It was the least of times. Nothing happened, continually, slowly, dreamily — the Great Lockdown of 2020 was the land of the low white cloud, settling over New Zealand like fog. So much of it was lovely and quiet and strange.
On walks around my watery neck of thewoods, Te Atatū peninsula, I kept seeing the 131 bus and the 132 bus going to and from our peninsula island, with absolutely no one on them except the driver — they were like a ghost bus. They didn't stop to pick anyone up. There was no one to pick up. But all day and into the evening, the 131 and the 132 sailed on, a Marie Celeste of the empty road.
I guess it was on the chance that someone would need to go somewhere for a very good and useful reason. There were two kinds of people in lockdown: essential, and inessential. Most of us were inessential, a kind of mass nuisance. We had no good and useful reason to leave the house other than to get a bit of exercise and to stand in a queue outside the supermarket, where essential people worked at risk of death.
God it was horrible going to the supermarket. There was nothing lovely about it. The dreadful silence, the raided shelves, the little shuffle everyone made to avoid each other — we needed a villain to relieve the tension, and fortunately along came that idiot who filmed himself strolling along a supermarket aisle and coughing at customers. Amazing no one decked him.

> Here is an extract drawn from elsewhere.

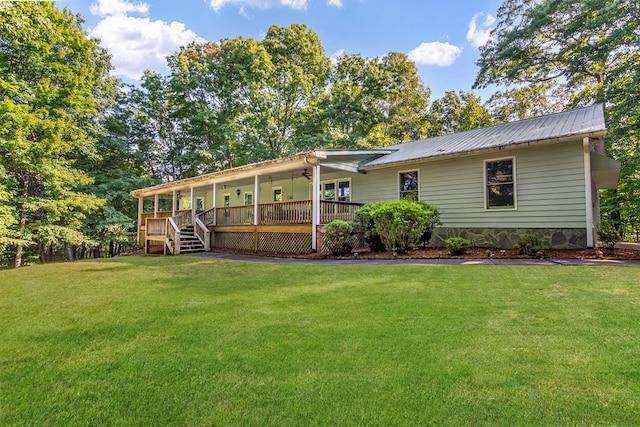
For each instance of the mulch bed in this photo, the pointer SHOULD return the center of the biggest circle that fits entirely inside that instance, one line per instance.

He probably won't be remembered. The daily 1pm show presented by Jacinda Ardern and Dr Ashley Bloomfield will be remembered. I like Simon Bridges and felt for him when he got rolled after lockdown but it was actually kind of like totally impossible to imagine him leading the country through Covid-19 in anything like the manner that Ardern assumed. "Be kind," Ardern chanted. "Be strong." They were very good slogans and touched a deep sense of New Zealandness.
We were duly kind and strong. There were a hell of a lot of good vibes around the neighbourhood as Kiwis set off on their daily walks that took them not all that far. The New Zealand way of life is at once to take things seriously and to take them with a pinch of salt. All due care and caution were displayed but there was a sense of humour at the edge of everything, a she'll-be-right, a laugh at our own expense. We were a nation of hermits but laughter could be heard in a great many caves.
Two police officers knocked on the door of my cave during alert Level 4. A neighbour was worried: I'd left the garage door open, and she thought that might be a sign I was, I don't know, dead. "You seem fine," the officers confirmed. I asked them how it was going out there. I said I'd read that lockdown had led to a spike in domestic violence. No, they said, they hadn't come across much of that. "There's been a lot of bickering, though," they said. "Families, bickering."
Great if that really was the worst of it. We can put the lockdown behind us now and get on with what remains of our livelihoods but the truth is that we lived through something incredibly scary. The daily scoreboard reduced things to the frightening power of numerals. Over 100 new cases by March 23, the first Covid-related death on March 29, over 1000 new cases by April 5 . . . It was coming to get us. It got us. It killed 22. How many parents were asked by their kids, "Are we going to die?"
Every parent said, "No." And in fact lockdown was a prolonged happiness. There was no rush to get anywhere, the weather in Auckland was golden, apparently Tiger King was quite good. New Zealand, on vacation; New Zealand, our island life in 2020 just as it was in 1891 when Kipling came here and wrote in our visitor's book, "Last, loneliest, loveliest." The ocean was our border. The tyranny of distance was a jolly good thing.
Life, then, after lockdown: it's all about money and jobs, and the frightening power of numerals will no doubt continually update figures of unemployment, debt, and various assorted states of financial collapse. Yeah good one. But the worst is over. We gave death the swerve. The virus came to New Zealand but it was closed.
So long to the lockdown. Hooroo. Good riddance, basically. I do and I don't want to remember it. I don't want to see the sickly Covid colour scheme of yellow and black ever again; a pox on the road signs, bumblebees and a certain bank. But I like to think back to the tranquil and meditative state of the alert levels. In a strange way it was New Zealand at its best.